How to implement support for concurrency?

CharlinChen opened this issue a month ago · comments

The phi3-qa.py file demonstrates how to use ONNX to accelerate single-user inference. I want to ask how to support concurrency for multiple users making requests simultaneously? Instantiating a generator for each user seems impractical. Using batch inputs is a predictable approach, but how can we incorporate the prompt for the second user during the streaming inference process?

Nat Kershaw (MSFT) · Answer 1 · Fri May 24 2024 07:40:25 GMT+0800 (China Standard Time)

Hi @CharlinChen, do you need to stream the output of each batch input? If not, you can batch multiple prompts and run them without streaming. You can see an example here: https://github.com/microsoft/onnxruntime-genai/blob/main/examples/python/model-generate.py

CharlinChen · Answer 2 · Fri May 24 2024 14:16:48 GMT+0800 (China Standard Time)

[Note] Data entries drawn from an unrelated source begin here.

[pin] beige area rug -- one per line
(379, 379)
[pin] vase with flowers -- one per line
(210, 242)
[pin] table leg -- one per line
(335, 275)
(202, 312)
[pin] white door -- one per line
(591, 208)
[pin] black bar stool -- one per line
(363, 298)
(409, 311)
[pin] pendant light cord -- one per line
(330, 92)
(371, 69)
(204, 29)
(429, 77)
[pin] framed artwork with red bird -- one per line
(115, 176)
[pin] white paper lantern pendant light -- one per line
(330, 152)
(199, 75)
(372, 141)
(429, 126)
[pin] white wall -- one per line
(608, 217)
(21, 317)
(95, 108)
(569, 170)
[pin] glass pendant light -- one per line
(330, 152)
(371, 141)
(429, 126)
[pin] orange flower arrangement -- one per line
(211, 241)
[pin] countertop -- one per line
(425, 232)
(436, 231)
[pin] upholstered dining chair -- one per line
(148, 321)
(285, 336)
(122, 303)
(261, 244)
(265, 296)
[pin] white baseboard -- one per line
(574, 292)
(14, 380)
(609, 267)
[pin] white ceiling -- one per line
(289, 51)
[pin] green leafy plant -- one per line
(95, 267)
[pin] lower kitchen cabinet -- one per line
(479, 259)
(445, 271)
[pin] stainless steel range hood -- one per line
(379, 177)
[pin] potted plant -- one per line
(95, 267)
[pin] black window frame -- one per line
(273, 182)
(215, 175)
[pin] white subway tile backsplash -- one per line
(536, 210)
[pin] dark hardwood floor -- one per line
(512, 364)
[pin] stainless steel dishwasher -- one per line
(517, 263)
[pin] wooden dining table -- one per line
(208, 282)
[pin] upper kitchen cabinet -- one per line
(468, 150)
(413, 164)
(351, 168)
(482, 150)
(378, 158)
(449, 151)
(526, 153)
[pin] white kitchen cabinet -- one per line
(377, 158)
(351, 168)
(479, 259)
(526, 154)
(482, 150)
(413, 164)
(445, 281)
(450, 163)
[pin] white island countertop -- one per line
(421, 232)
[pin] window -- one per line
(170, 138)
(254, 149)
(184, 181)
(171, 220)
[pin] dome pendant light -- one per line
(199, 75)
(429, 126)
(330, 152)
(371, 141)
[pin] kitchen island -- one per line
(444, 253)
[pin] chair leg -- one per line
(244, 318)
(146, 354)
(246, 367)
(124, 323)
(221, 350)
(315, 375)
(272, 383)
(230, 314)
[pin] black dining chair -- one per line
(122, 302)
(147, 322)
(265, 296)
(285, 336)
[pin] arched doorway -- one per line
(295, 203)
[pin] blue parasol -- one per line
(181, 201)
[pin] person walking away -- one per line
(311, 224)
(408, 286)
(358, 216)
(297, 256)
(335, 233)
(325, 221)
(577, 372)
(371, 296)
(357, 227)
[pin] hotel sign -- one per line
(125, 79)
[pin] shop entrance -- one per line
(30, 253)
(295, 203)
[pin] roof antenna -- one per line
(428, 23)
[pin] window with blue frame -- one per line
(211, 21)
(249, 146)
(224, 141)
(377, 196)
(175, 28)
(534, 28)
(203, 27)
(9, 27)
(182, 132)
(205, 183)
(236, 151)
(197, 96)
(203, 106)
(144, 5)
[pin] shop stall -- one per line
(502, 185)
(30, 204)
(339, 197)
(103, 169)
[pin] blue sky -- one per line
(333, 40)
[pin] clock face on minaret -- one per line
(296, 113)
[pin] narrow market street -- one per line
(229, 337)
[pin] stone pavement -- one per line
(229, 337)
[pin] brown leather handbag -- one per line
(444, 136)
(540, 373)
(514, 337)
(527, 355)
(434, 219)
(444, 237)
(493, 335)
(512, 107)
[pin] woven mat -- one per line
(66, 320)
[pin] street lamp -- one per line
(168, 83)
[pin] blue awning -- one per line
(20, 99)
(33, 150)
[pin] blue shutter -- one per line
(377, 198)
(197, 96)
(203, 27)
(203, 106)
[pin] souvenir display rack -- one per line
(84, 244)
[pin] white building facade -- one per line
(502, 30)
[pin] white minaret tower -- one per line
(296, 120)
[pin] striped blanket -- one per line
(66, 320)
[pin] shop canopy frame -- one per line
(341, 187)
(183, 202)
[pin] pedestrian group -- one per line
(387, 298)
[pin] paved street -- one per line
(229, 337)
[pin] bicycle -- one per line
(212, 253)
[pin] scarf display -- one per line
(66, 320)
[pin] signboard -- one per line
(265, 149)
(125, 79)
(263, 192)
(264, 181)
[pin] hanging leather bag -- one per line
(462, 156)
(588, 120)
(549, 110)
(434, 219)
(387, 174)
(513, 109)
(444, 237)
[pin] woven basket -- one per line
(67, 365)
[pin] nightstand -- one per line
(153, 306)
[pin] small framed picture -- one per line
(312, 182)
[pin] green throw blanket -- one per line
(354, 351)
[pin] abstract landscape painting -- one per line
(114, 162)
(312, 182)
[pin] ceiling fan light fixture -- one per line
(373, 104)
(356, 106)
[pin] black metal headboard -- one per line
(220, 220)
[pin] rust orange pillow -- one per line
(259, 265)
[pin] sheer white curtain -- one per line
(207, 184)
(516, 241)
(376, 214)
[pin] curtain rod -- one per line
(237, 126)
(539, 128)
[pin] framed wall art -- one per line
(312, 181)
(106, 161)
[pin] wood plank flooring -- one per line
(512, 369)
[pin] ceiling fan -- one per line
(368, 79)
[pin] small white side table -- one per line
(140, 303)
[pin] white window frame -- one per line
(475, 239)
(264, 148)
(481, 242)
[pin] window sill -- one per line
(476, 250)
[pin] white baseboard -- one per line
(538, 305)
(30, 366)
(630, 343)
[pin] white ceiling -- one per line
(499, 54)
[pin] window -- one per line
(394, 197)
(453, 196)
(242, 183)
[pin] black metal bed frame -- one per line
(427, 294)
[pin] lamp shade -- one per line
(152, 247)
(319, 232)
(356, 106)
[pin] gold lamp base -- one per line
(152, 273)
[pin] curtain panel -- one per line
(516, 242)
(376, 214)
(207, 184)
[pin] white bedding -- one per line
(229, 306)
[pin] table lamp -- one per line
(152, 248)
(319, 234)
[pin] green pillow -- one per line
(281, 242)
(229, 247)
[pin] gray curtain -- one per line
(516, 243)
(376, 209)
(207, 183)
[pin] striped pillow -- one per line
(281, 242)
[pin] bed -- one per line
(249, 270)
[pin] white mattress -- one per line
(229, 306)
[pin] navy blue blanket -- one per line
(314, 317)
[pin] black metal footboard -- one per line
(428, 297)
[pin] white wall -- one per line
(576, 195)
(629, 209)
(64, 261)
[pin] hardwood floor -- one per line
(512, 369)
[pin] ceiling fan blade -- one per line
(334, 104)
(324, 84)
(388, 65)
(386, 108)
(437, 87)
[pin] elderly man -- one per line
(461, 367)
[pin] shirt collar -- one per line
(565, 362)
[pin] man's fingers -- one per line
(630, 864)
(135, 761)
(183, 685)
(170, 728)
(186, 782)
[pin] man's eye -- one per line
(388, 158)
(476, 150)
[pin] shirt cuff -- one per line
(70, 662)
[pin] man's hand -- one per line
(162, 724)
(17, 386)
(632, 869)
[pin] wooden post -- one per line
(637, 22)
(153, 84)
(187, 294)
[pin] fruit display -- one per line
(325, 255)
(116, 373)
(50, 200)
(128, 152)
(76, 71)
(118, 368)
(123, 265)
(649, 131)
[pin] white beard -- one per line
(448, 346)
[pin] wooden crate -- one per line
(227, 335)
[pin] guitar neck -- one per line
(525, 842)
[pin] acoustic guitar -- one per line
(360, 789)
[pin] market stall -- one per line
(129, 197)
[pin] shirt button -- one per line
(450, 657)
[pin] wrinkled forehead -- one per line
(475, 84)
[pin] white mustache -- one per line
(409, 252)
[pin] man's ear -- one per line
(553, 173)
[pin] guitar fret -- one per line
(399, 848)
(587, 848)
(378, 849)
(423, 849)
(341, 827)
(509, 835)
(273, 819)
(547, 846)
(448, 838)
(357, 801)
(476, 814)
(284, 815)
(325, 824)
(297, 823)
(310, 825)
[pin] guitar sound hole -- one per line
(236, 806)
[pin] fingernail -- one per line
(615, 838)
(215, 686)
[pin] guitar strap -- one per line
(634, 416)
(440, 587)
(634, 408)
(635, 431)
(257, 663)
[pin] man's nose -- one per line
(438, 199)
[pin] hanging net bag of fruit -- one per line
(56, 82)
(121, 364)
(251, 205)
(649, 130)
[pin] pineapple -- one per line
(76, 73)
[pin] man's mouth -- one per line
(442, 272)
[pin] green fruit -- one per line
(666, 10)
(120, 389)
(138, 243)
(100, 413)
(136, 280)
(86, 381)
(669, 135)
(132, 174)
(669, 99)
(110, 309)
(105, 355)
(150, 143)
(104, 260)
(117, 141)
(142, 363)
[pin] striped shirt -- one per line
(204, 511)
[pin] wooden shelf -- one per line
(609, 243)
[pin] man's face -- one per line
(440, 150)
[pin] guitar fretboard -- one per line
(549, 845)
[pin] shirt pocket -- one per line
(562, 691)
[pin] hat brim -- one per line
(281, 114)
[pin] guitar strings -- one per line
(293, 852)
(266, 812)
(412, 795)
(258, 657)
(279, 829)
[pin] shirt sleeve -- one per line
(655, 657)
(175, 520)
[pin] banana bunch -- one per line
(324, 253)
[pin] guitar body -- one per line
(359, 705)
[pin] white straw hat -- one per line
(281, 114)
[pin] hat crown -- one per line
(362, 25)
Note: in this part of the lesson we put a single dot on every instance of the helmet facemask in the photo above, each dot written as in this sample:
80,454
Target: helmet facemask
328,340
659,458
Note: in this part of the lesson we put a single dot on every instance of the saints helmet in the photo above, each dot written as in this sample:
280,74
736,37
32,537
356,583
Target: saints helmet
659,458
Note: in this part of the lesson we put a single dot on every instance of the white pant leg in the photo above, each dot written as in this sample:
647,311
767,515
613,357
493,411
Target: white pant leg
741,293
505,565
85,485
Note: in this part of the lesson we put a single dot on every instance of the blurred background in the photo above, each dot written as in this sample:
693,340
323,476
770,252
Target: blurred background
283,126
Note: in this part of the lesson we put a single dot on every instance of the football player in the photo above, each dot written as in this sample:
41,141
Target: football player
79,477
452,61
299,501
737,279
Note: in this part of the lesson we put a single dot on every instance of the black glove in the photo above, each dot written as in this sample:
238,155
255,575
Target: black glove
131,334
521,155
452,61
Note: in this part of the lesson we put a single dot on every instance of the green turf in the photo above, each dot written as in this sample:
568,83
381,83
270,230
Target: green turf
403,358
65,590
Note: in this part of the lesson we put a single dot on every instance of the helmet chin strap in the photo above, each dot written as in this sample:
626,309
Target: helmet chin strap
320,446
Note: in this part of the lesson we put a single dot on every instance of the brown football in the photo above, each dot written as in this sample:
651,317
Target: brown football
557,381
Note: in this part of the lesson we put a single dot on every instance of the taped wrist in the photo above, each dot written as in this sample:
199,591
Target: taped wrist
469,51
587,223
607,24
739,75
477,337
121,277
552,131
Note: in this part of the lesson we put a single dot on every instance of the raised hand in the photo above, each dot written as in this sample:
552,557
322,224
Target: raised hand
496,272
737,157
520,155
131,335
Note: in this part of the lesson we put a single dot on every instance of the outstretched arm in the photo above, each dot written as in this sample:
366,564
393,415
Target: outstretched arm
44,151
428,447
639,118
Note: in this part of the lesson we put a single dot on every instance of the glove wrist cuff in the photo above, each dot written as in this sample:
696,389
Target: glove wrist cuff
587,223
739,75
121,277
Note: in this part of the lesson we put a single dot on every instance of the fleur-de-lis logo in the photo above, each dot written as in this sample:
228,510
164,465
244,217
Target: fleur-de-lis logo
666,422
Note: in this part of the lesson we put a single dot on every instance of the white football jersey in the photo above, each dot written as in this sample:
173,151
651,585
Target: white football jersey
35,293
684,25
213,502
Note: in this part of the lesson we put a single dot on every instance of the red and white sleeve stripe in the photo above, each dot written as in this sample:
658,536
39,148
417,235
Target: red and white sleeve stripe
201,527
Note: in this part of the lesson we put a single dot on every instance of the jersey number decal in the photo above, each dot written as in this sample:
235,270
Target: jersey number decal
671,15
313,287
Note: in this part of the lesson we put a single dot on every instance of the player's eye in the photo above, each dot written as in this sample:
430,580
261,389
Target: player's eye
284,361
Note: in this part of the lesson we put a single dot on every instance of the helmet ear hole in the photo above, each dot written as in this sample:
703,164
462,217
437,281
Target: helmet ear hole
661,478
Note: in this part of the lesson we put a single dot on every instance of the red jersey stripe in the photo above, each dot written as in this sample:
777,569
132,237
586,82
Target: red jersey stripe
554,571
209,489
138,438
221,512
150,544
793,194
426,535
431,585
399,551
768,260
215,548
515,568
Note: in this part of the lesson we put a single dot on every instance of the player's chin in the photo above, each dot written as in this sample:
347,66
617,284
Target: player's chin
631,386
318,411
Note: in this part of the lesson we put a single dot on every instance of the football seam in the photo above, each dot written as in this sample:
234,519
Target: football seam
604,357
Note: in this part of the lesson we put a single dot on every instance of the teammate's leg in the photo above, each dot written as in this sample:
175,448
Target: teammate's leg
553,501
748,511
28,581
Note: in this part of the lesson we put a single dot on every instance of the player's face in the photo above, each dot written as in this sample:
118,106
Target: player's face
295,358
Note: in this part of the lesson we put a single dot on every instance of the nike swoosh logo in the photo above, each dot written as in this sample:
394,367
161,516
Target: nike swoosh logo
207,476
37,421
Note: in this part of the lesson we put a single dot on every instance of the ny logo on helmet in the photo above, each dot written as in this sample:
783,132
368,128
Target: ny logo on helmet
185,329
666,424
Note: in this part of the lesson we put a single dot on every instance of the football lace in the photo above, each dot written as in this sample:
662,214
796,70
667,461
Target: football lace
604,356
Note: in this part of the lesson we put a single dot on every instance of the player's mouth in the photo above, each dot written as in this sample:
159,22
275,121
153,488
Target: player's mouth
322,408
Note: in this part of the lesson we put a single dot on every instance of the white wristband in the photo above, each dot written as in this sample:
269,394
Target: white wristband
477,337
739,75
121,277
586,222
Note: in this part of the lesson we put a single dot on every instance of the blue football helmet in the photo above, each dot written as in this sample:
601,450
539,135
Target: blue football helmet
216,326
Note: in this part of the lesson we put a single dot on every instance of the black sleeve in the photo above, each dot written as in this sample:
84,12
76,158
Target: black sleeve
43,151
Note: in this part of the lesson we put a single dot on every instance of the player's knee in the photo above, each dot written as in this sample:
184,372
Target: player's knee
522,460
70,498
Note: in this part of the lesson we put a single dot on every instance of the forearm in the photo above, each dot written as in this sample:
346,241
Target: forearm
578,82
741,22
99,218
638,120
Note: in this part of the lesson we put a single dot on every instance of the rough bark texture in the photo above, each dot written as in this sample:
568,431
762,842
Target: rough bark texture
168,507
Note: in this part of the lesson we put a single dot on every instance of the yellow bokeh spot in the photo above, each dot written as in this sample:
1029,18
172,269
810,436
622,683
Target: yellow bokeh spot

@natke Yes, I do hope to handle the second user's request during streaming output, because it is difficult to have multiple users hanging and waiting for the same batch input. In theory, interrupting the generation of the first user when receiving the second user's request, generating half of the tokens as prompts for the first user and merging the second user's request into batch input to continue inference seems feasible.